Love is an irresistible desire to be irresistibly desired. — Robert Frost
The feeling of romantic love is like being awarded a glimmering red and gold striped trophy, too tall and too heavy to lift, for first place in a competition you didn’t even know you entered. Your family and closest friends stand smiling beside you on stage, while the auditorium—filled to the aisle with fans who know your birthday and favorite color by heart—cheer wildly, clap vigorously as you grin uncontrollably hugging your award.
But love is also the moment when that rotund balding man comes on stage and whispers in your ear that they confused your name with someone else.
I, in a long time, have neither been presented that trophy nor had it plucked from my hands. But when you essentially live in your parent’s basement, not going to parties, not interacting with the diurnal world, it’s difficult to get your name entered in the raffle.
Of course, there’s the occasional parental or familial, “You know, this woman I work with, her daughter…” or “My friend’s niece just graduated college, too, and is…”
But usually my two-week, scraggly beard wards off those offers before they’re even presented.
However, there is an undeniable effort by society to encourage that we be in constant search for love. If we haven’t found it, then something must be wrong with us.
A strapping man like you with no girlfriend? A beautiful young lady like yourself single? What secret personality disorder do you possess? Is there a half-formed tail beneath your waistband?

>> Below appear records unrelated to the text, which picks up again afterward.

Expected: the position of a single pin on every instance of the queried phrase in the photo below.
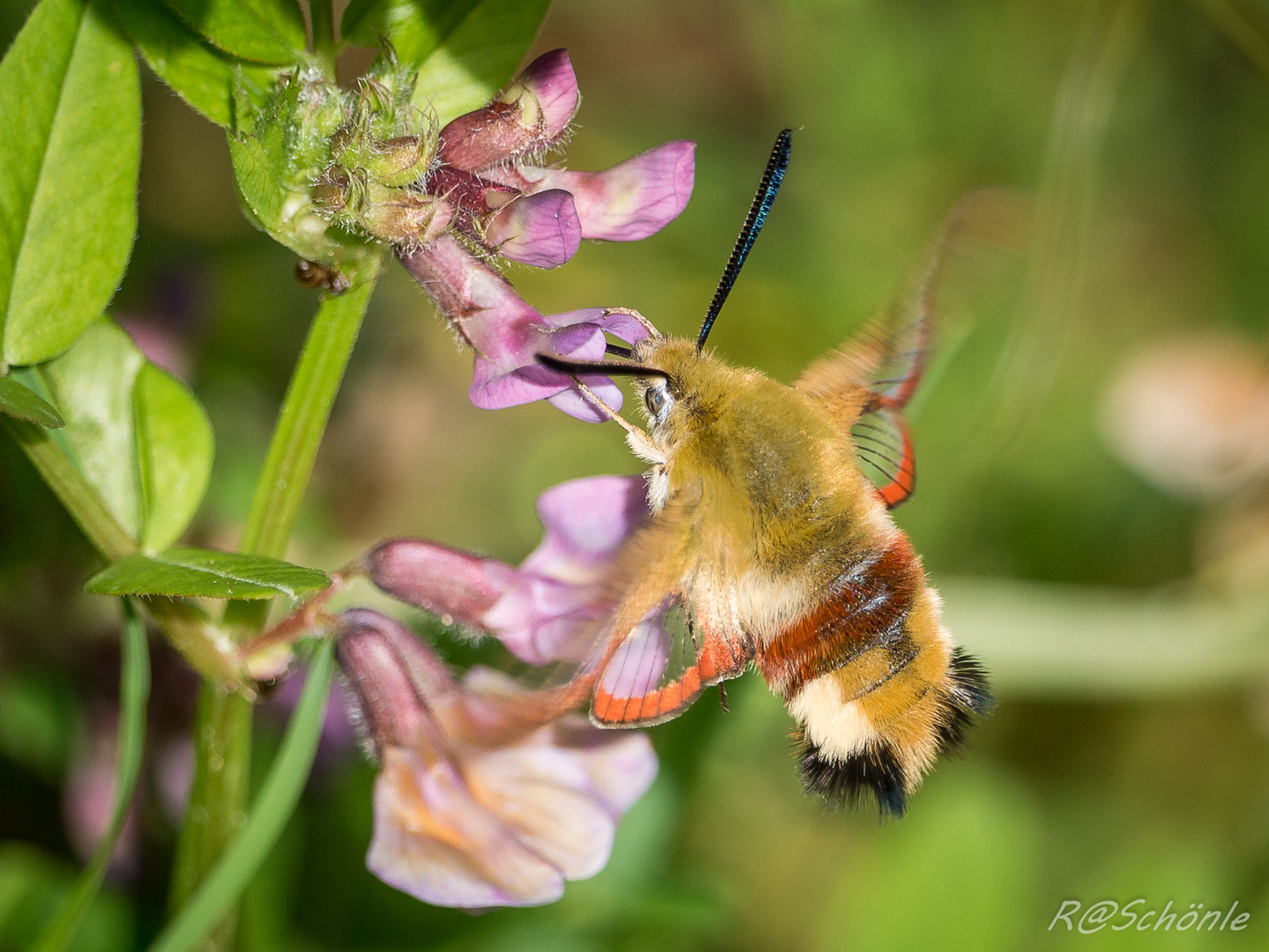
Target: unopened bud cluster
(373, 182)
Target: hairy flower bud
(402, 216)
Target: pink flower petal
(389, 701)
(529, 115)
(546, 793)
(538, 230)
(633, 199)
(506, 372)
(466, 291)
(621, 763)
(443, 581)
(586, 524)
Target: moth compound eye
(656, 399)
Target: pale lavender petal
(622, 763)
(443, 581)
(538, 230)
(633, 199)
(624, 326)
(554, 84)
(436, 842)
(541, 620)
(586, 523)
(577, 405)
(547, 796)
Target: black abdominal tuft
(873, 772)
(970, 695)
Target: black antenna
(754, 220)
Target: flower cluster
(452, 199)
(490, 795)
(547, 608)
(474, 807)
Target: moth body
(763, 487)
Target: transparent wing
(659, 667)
(867, 383)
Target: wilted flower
(545, 610)
(477, 805)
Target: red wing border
(664, 665)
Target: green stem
(133, 694)
(75, 492)
(324, 34)
(302, 421)
(217, 803)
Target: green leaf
(133, 694)
(265, 31)
(17, 401)
(92, 385)
(477, 56)
(205, 573)
(138, 439)
(414, 26)
(197, 71)
(269, 815)
(70, 109)
(174, 455)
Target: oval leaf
(197, 71)
(138, 436)
(265, 31)
(17, 401)
(92, 387)
(174, 455)
(70, 108)
(205, 573)
(477, 56)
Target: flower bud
(529, 115)
(404, 216)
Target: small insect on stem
(314, 275)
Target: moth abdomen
(875, 771)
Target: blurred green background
(1128, 636)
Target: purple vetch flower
(477, 805)
(549, 607)
(506, 332)
(489, 196)
(629, 202)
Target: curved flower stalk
(473, 809)
(452, 200)
(545, 610)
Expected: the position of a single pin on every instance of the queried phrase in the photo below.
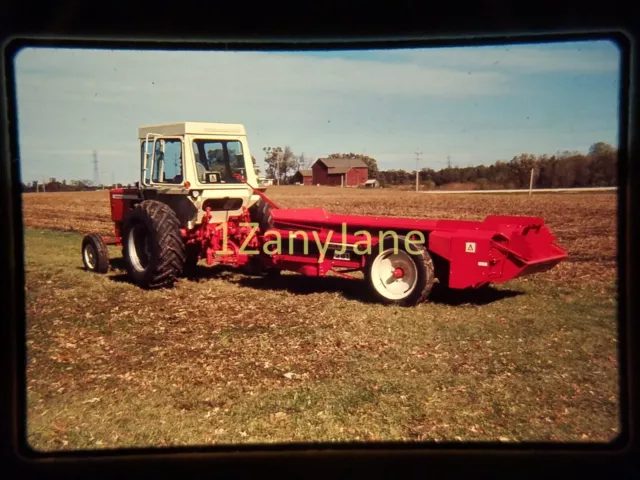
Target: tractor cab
(194, 165)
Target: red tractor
(195, 200)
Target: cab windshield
(223, 156)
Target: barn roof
(347, 163)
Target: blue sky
(474, 104)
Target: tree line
(597, 168)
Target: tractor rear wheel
(399, 276)
(152, 245)
(95, 255)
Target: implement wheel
(95, 255)
(153, 248)
(399, 276)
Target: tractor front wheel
(399, 276)
(95, 255)
(152, 245)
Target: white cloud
(519, 59)
(231, 73)
(72, 101)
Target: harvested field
(225, 358)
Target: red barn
(350, 172)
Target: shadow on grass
(302, 285)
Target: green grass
(234, 359)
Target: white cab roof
(192, 128)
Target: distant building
(348, 172)
(305, 177)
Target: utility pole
(418, 153)
(96, 175)
(531, 181)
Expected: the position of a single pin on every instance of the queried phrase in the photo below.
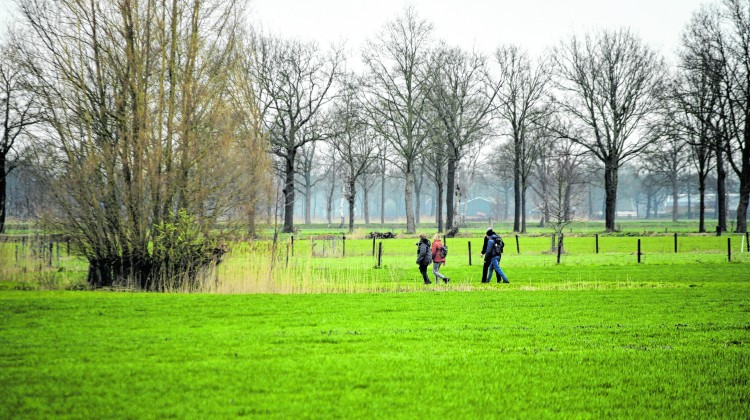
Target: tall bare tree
(668, 157)
(396, 94)
(19, 109)
(523, 104)
(731, 42)
(608, 83)
(353, 140)
(295, 82)
(461, 96)
(695, 98)
(139, 139)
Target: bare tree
(295, 82)
(695, 97)
(607, 84)
(396, 94)
(730, 41)
(523, 104)
(137, 120)
(307, 169)
(19, 110)
(353, 141)
(668, 157)
(461, 96)
(564, 180)
(436, 160)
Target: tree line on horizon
(147, 123)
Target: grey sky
(485, 24)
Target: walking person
(487, 262)
(439, 251)
(493, 253)
(424, 256)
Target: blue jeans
(495, 265)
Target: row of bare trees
(143, 118)
(600, 100)
(146, 131)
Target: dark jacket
(490, 250)
(424, 255)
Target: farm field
(676, 351)
(321, 331)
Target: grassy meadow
(317, 329)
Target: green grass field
(320, 334)
(675, 351)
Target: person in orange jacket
(438, 258)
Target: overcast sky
(485, 24)
(533, 24)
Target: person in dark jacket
(438, 259)
(494, 257)
(487, 262)
(424, 256)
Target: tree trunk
(329, 202)
(721, 190)
(382, 196)
(450, 195)
(517, 192)
(566, 201)
(610, 200)
(744, 183)
(341, 205)
(289, 192)
(251, 231)
(366, 201)
(523, 206)
(409, 199)
(3, 192)
(351, 197)
(702, 208)
(418, 197)
(308, 198)
(439, 206)
(675, 208)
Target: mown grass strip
(658, 352)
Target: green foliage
(676, 351)
(182, 253)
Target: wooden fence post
(597, 243)
(639, 251)
(380, 252)
(729, 249)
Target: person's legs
(490, 270)
(423, 270)
(496, 268)
(436, 271)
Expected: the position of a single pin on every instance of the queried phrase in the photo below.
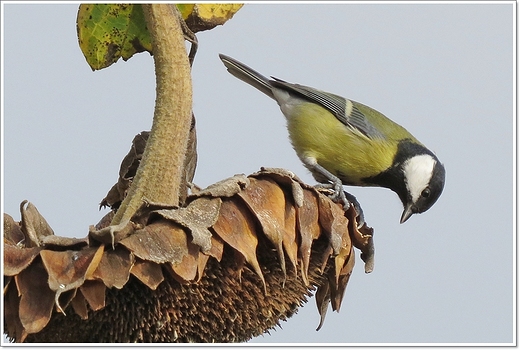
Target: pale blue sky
(442, 70)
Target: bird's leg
(335, 184)
(339, 195)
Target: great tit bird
(343, 142)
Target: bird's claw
(346, 198)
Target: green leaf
(107, 32)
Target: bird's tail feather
(248, 75)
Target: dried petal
(162, 241)
(309, 229)
(36, 298)
(79, 304)
(11, 315)
(362, 238)
(289, 238)
(284, 177)
(69, 269)
(236, 227)
(12, 231)
(334, 223)
(94, 293)
(267, 201)
(148, 272)
(64, 242)
(188, 267)
(197, 217)
(16, 259)
(114, 267)
(322, 301)
(33, 225)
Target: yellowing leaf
(107, 32)
(205, 16)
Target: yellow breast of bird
(344, 151)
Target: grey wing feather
(336, 105)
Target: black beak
(407, 212)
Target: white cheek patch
(418, 172)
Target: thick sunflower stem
(159, 175)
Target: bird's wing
(337, 105)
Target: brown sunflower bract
(238, 258)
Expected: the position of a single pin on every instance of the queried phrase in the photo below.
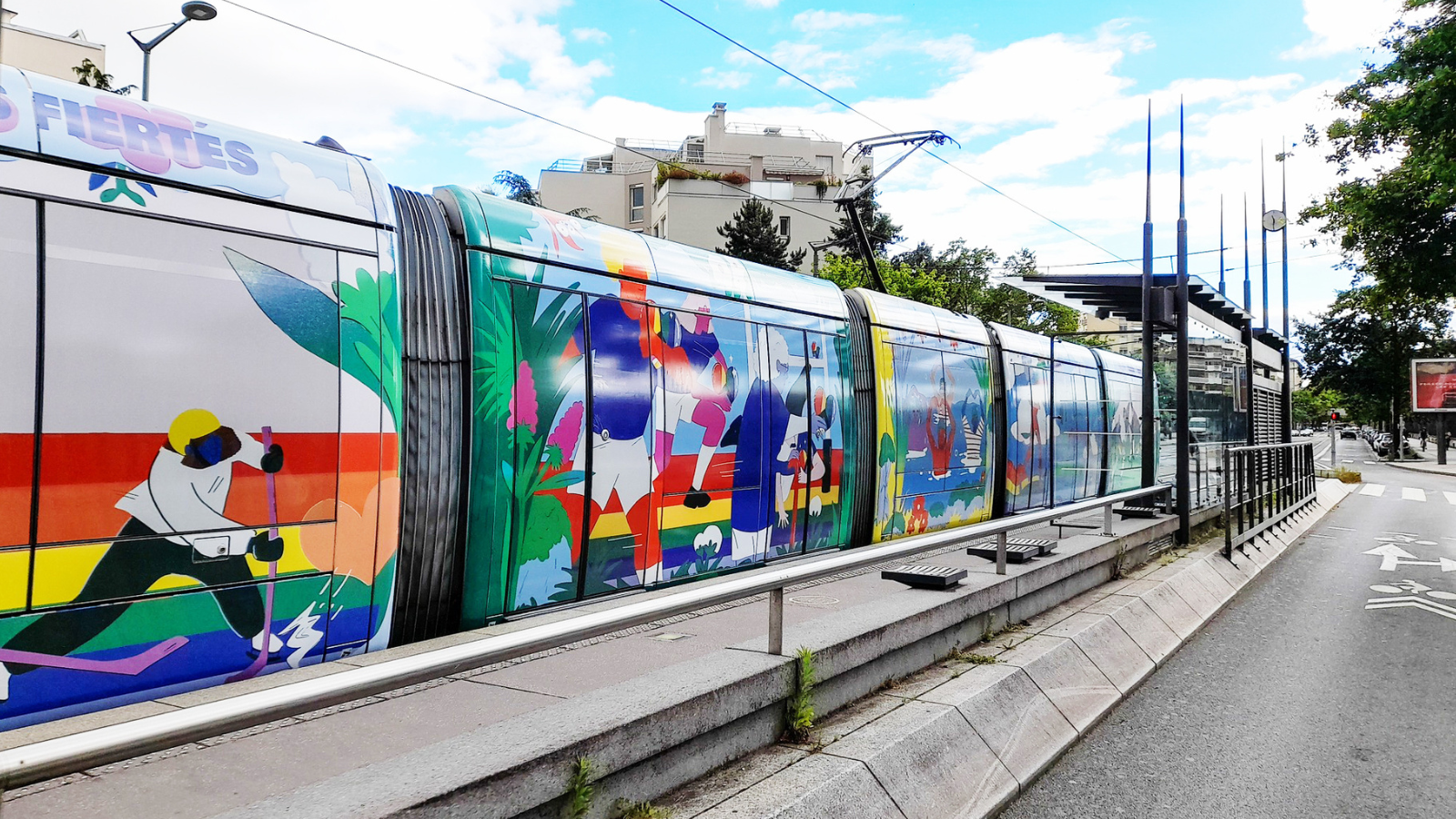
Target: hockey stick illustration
(273, 571)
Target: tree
(519, 188)
(1398, 225)
(1314, 405)
(91, 75)
(877, 223)
(753, 237)
(1363, 346)
(958, 278)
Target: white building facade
(684, 191)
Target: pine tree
(752, 237)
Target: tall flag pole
(1264, 239)
(1283, 207)
(1220, 247)
(1184, 438)
(1149, 378)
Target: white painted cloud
(1344, 25)
(713, 77)
(814, 21)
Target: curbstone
(1140, 624)
(1065, 673)
(812, 789)
(1172, 611)
(1011, 714)
(1198, 598)
(1110, 649)
(931, 763)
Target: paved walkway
(1324, 691)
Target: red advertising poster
(1433, 385)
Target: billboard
(1433, 385)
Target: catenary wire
(938, 157)
(517, 108)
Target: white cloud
(713, 77)
(1344, 25)
(813, 21)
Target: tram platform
(652, 707)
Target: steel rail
(147, 734)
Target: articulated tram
(262, 410)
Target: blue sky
(1047, 98)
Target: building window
(638, 201)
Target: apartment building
(46, 53)
(686, 189)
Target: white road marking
(1410, 602)
(1392, 555)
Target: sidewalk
(698, 682)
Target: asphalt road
(1298, 700)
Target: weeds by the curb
(579, 789)
(800, 710)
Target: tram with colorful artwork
(262, 410)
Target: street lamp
(191, 11)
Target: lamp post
(191, 11)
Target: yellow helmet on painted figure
(191, 426)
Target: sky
(1047, 99)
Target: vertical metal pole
(776, 622)
(1288, 410)
(1183, 346)
(1264, 241)
(1220, 245)
(146, 75)
(1149, 376)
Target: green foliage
(752, 235)
(1314, 405)
(519, 188)
(579, 789)
(1395, 225)
(626, 809)
(958, 278)
(800, 710)
(1363, 346)
(91, 75)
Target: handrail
(114, 743)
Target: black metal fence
(1266, 484)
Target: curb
(966, 742)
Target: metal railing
(1266, 484)
(114, 743)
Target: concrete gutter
(666, 726)
(965, 739)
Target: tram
(264, 410)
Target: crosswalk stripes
(1407, 493)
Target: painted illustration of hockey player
(766, 438)
(178, 528)
(938, 431)
(622, 390)
(699, 388)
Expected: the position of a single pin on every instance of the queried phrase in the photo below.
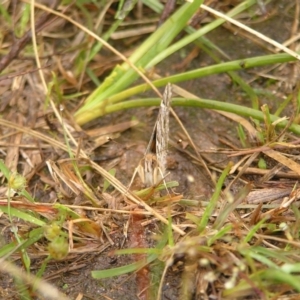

But I (who has no genetic abnormality on his lower back and only suffers from a minor case of hypergraphia) don’t need love at the moment.
Sure, if a beautiful girl interested in unemployed college graduates who live at home and write unpublished stories all day moved into the neighborhood, I’d bring her some jell-o and say hello. But just because I’m not actively searching for love, doesn’t automatically mean I’m depressed.
Solace, aloneness, these are necessary for the human psyche to thrive and succeed. Yeah, it’s good to vary that up with social interaction (and that’s why my imaginary friends are great), but just because I don’t need justification for my existence in the physical passion of another, doesn’t mean there’s anything wrong with me.
As long as you’re getting a dose of love from somewhere or something—family, a pet, faith—you’re doing just fine. However, if you, reader, really do want to be struck by cupid’s arrow, I know you could go out and get it any time you want.
I mean, come on. You’re reading my blog. That already demonstrates your superior intellect, keen humor, and excessive free time.